Generative DL Extractor (GDL) takes as input an entire sequence of tokens and generates a keyword, using a training vocabulary, which may or may not appear in the source sequence. The learning proceeds in a way similar to CDL, with an aim to maximize \(S = \sum _i \log p(\mathbf { y_i} \mid \mathbf {x_i})\), where \(\mathbf {y_i}\) denotes \({w}^+\) (\({w} \in \mathbb{V}\)), \(\mathbf {x}_{\mathbf {i}}\) a natural language text. \(\mathbb{V}\) represents a vocabulary (a set of words) derived from training data. Note \(\mathbf {x}_{\mathbf {i}} \in \mathbb{V}^{+}\). GDL typically uses the same architecture as CDL (see Fig. 5)

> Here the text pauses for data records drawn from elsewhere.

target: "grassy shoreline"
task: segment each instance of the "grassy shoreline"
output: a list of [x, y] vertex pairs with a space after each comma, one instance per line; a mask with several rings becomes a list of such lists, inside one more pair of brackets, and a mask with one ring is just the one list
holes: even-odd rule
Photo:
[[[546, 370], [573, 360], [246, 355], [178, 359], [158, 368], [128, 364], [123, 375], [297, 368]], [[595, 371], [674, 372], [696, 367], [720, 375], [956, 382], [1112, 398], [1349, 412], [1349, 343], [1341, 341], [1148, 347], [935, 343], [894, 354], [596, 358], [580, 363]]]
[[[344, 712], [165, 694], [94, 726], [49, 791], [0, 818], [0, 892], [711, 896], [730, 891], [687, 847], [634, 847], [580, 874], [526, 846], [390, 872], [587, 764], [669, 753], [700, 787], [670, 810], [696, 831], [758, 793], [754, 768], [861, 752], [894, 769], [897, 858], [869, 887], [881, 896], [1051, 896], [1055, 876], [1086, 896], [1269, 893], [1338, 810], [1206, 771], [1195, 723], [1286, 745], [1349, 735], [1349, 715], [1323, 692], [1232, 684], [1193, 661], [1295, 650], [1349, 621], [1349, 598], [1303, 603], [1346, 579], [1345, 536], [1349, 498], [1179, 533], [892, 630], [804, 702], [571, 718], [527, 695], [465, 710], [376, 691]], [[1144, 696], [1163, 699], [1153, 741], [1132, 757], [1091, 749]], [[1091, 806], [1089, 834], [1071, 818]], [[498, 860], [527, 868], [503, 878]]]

Chen et al. [12] share with Yuan et al. [67] a goal of generating multiple keywords in one fell sweep, but depart from the latter in their emphasis on the diversity, which the former realized using what they called a coverage mechanism (CM), an idea originally from machine translation [56]. CM works as a sort of a ledger to keep a record of how much attention was given to tokens during the encoding. The authors reported that it had successfully prevented a repetitive generation of tokens. Yuan et al. [67], pursuing a somewhat different line while aiming for the same objective, proposed a loss function called orthogonal regularization (OR) [6]

$$\begin{aligned} {\mathscr {L}}_\text {OR} = \big \Vert H^\top H\big \Vert _{F}^2.\end{aligned}$$
(22)

\(H = \langle h_1^d, \dots , h_n^d \rangle\), where \(h_i\) is a hidden representation (a d-dimensional vector) used to derive the i-th keyword. \(|\vert \cdot ||_{F}\) is a squared Frobenius norm. n is the number of keywords. Minimizing \({\mathscr {L}}_\text {OR}\) has the effect of increasing the diversity among \(h_1^d, \dots , h_n^d\), resulting in keywords that vary in form and meaning.

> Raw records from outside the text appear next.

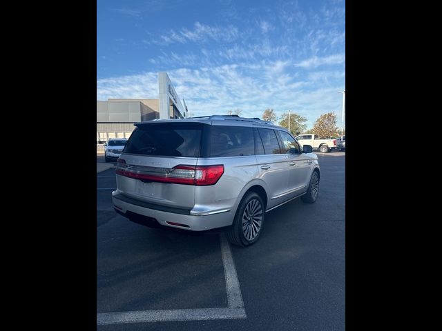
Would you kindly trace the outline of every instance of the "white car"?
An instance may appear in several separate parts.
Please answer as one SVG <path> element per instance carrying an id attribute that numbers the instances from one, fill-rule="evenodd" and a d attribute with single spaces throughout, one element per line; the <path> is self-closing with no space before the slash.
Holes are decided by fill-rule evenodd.
<path id="1" fill-rule="evenodd" d="M 122 154 L 126 143 L 127 143 L 127 139 L 124 138 L 110 139 L 104 146 L 104 159 L 106 161 L 109 162 L 113 159 L 118 159 Z"/>

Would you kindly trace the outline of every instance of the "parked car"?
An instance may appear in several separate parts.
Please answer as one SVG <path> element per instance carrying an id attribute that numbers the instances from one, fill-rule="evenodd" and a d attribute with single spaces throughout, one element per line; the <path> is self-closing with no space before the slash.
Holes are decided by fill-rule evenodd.
<path id="1" fill-rule="evenodd" d="M 227 116 L 150 121 L 117 162 L 115 211 L 130 221 L 190 231 L 227 228 L 247 246 L 265 213 L 294 199 L 315 202 L 320 168 L 311 146 L 285 128 Z"/>
<path id="2" fill-rule="evenodd" d="M 345 150 L 345 135 L 340 136 L 338 139 L 338 150 Z"/>
<path id="3" fill-rule="evenodd" d="M 336 139 L 320 139 L 318 134 L 305 134 L 296 137 L 296 140 L 301 145 L 310 145 L 314 149 L 319 149 L 322 153 L 328 153 L 332 150 L 336 148 Z"/>
<path id="4" fill-rule="evenodd" d="M 104 160 L 110 162 L 113 159 L 118 159 L 122 154 L 123 148 L 127 143 L 124 138 L 111 138 L 104 146 Z"/>

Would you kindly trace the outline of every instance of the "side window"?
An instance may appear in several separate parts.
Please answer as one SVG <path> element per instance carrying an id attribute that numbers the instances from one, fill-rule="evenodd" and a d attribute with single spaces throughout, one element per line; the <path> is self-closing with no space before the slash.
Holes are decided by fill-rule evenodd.
<path id="1" fill-rule="evenodd" d="M 295 139 L 285 131 L 279 131 L 279 134 L 282 141 L 282 151 L 287 153 L 291 148 L 296 150 L 296 154 L 300 154 L 299 146 Z"/>
<path id="2" fill-rule="evenodd" d="M 255 154 L 255 139 L 251 127 L 213 126 L 211 157 Z"/>
<path id="3" fill-rule="evenodd" d="M 261 136 L 265 154 L 281 154 L 278 138 L 273 130 L 259 128 L 258 131 Z"/>
<path id="4" fill-rule="evenodd" d="M 262 146 L 262 141 L 260 137 L 260 134 L 258 132 L 258 129 L 253 128 L 253 133 L 255 134 L 255 154 L 256 155 L 264 155 L 264 146 Z"/>

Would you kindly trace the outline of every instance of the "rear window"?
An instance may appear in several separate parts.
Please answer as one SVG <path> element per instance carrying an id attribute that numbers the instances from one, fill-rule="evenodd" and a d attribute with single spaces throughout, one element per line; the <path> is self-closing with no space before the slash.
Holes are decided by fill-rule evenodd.
<path id="1" fill-rule="evenodd" d="M 109 146 L 124 146 L 126 142 L 126 140 L 110 140 L 108 145 Z"/>
<path id="2" fill-rule="evenodd" d="M 198 157 L 202 125 L 159 123 L 140 126 L 123 151 L 128 154 Z"/>
<path id="3" fill-rule="evenodd" d="M 258 128 L 258 131 L 261 136 L 265 154 L 281 154 L 278 138 L 273 130 Z"/>
<path id="4" fill-rule="evenodd" d="M 213 126 L 211 136 L 210 156 L 212 157 L 255 154 L 251 127 Z"/>

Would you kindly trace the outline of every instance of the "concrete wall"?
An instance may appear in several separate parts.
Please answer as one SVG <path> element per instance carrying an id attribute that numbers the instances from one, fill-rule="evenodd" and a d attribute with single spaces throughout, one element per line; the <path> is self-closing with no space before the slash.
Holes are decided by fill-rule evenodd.
<path id="1" fill-rule="evenodd" d="M 173 111 L 171 111 L 171 109 L 173 109 L 171 108 L 171 103 L 175 106 L 177 110 L 177 117 L 182 118 L 185 109 L 167 75 L 167 72 L 158 73 L 158 92 L 160 118 L 163 119 L 174 118 Z"/>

Being able to generate keywords on the fly is a double-edged sword: while it allows you to ‘concoct’ a new word, it may get you inadvertently assigning keywords that are not remotely relevant to what a text is about (for instance, one might end up with a keyword like ‘bible concordance’ from the input given in Fig. 6), a problem that rarely affects the classificatory regime.

Fig. 7
figure 7

A typical setup to use DL as a text classifier. We project the output of an embedding layer into a softmax layer via a convolutional neural network (CNN), and get a probability distribution of potential categories. The input will be labeled with one or more terms with the highest probability

Fig. 8
figure 8

An alternative design (of a kind pursued by Lee et al. [29])

Keyword Extraction as Text Classification

Text classification (TC) provides another interesting angle from which to look at keyword extraction. One uses TC mostly to associate a document with labels from some pre-defined vocabulary. TC has a long history of research going back many decades, with much of the current effort happening within the realm of DL [14, 29, 61]. While TC is confined to a fixed set of topics, we can turn it into a keyword extractor by enlarging the vocabulary it covers.

A most typical setup to use DL for TC is shown in Fig. 7 [14, 61]. We start with some word embeddings, possibly along with character-level embeddings. We work through convolutional layers (which could be many), and arrive at a condensed representation, which we use to label the text (via a softmax layer). Lee et al. [29] pursued an alternative strategy which made use of LSTM, a recurrent neural network (RNN), in place of CNN, allowing them to incorporate temporal information (Fig. 8). Yin et al. [65], wondering about which approach works better, conducted experiments on various classification tasks ranging from sentiment to relation to entailment classification. They found no significant differences in performance between RNN and CNN.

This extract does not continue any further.